Billions-Scale Forecast Reconciliation

TL;DR

This paper addresses large-scale forecast reconciliation using optimization, demonstrating solutions for problems with billions of values, and establishing theoretical links to share-based methods for certain cases.

Contribution

It introduces scalable algorithms for forecast reconciliation at unprecedented data scales and formalizes the connection between least-squares and share-based reconciliation methods.

Findings

Successfully reconciled over four billion forecasted values.

Demonstrated the largest constrained least-squares problem solved to date.
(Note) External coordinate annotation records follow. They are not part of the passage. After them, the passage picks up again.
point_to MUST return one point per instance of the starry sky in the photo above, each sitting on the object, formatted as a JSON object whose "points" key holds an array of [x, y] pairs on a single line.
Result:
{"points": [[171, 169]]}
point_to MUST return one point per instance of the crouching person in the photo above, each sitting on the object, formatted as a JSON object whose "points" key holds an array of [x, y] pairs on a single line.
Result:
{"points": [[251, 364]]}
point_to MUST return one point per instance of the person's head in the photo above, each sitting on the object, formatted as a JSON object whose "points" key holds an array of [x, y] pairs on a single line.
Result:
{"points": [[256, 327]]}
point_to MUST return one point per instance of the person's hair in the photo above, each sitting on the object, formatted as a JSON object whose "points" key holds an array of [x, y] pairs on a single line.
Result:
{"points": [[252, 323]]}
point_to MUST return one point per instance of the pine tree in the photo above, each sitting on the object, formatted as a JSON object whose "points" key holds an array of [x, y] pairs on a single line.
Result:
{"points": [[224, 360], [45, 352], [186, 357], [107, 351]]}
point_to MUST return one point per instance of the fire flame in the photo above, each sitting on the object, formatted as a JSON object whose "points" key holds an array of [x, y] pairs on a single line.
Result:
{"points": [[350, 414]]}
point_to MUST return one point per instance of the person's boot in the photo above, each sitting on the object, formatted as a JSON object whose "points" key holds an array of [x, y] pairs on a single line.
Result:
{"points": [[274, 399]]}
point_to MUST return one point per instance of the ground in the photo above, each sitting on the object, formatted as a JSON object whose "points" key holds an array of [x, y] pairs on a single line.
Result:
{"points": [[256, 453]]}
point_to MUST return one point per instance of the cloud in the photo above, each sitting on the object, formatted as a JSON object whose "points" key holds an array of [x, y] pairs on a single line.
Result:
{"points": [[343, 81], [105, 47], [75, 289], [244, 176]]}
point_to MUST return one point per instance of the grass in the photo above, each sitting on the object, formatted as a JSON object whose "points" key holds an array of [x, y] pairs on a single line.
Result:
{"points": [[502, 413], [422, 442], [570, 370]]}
Established theoretical equivalence between least-squares and share-based reconciliation under specific conditions.

Abstract

The problem of combining multiple forecasts of related quantities that obey expected equality and additivity constraints, often referred to a hierarchical forecast reconciliation, is naturally stated as a simple optimization problem. In this paper we explore optimization-based point forecast reconciliation at scales faced by large retailers. We implement and benchmark several algorithms to solve the forecast reconciliation problem, showing efficacy when the dimension of the problem exceeds four billion forecasted values. To the best of our knowledge, this is the largest forecast reconciliation problem, and perhaps on-par with the largest constrained least-squares-problem ever solved. We also make several theoretical contributions. We show that for a restricted class of problems and when the loss function is weighted appropriately, least-squares forecast reconciliation is equivalent to share-based forecast reconciliation. This formalizes how the optimization based approach can be thought of as a generalization of share-based reconciliation, applicable to multiple, overlapping data hierarchies.